DOT/USDT daily chart. Source: TradingView
The 20-day EMA ($6.22) remains an important level to keep an eye on. If the price turns down from $6.85 but rebounds off the 20-day EMA, it will suggest that the sentiment has turned positive and traders are buying the dips.
That will increase the possibility of a break above $6.85. The DOT/USDT pair may then attempt a rally to the neckline of the inverse H&S pattern. Sellers will have to sink the price below $5.70 to gain the upper hand.
Litecoin price analysis
Litecoin (LTC) jumped off the 20-day EMA ($89) on April 1 and rose above the downtrend line. However, the bulls are facing strong resistance from the bears at higher levels as seen from the long wick on the April 3 and April 5 candlesticks.
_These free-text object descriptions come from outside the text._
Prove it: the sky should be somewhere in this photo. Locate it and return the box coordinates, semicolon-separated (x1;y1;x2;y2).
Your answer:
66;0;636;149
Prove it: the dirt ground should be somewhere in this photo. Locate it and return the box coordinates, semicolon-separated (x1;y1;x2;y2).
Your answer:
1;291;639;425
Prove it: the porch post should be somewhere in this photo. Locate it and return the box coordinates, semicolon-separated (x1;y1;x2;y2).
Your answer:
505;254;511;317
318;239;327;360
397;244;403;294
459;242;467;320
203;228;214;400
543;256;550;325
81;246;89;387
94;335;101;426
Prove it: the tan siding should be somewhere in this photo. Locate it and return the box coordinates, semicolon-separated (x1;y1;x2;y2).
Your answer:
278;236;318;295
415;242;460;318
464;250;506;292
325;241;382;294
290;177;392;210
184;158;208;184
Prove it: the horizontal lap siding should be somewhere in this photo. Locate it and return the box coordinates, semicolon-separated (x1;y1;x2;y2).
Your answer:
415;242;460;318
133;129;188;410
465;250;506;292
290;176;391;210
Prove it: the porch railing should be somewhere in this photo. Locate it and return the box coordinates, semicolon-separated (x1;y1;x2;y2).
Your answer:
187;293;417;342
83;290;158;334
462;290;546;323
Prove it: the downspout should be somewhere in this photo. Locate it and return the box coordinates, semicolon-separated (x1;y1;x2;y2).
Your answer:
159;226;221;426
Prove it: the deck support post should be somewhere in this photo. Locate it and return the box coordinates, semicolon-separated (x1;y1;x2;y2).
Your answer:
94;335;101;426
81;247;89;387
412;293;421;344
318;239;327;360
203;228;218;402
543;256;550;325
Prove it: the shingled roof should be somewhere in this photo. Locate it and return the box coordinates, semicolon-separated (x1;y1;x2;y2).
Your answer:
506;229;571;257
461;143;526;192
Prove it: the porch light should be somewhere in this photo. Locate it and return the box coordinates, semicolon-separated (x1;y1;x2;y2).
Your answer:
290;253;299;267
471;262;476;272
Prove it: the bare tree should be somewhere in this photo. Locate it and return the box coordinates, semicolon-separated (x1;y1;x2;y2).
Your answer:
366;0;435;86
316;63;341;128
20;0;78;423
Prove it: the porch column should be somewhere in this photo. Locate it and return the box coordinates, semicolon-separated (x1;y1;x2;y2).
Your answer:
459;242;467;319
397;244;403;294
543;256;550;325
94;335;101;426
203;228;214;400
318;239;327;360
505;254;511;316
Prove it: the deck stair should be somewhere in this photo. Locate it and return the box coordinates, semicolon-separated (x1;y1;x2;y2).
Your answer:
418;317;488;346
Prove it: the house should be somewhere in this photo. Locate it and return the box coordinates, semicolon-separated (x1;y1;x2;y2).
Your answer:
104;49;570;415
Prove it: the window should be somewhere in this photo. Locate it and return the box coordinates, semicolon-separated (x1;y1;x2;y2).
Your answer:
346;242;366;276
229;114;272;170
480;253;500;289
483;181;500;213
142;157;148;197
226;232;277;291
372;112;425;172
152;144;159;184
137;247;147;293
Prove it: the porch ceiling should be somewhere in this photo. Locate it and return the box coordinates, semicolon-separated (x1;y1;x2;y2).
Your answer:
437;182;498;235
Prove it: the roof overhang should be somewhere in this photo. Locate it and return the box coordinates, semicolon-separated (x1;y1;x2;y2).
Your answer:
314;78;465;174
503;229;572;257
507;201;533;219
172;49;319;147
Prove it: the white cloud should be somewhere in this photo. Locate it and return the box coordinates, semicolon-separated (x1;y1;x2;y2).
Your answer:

LTC/USDT daily chart. Source: TradingView
The upsloping 20-day EMA and the RSI in the positive territory indicate advantage to buyers. There is a minor resistance at $96 but if that is crossed, the LTC/USDT pair may climb to the stiff overhead resistance at $106.
If bears want to prevent the up-move, they will have to quickly yank the price back below the 20-day EMA. The pair could then drop to $85. This is an important level to keep an eye on because a break below it will indicate that the bears are back in the game.
The views, thoughts and opinions expressed here are the authors’ alone and do not necessarily reflect or represent the views and opinions of Cointelegraph.
This article does not contain investment advice or recommendations. Every investment and trading move involves risk, and readers should conduct their own research when making a decision.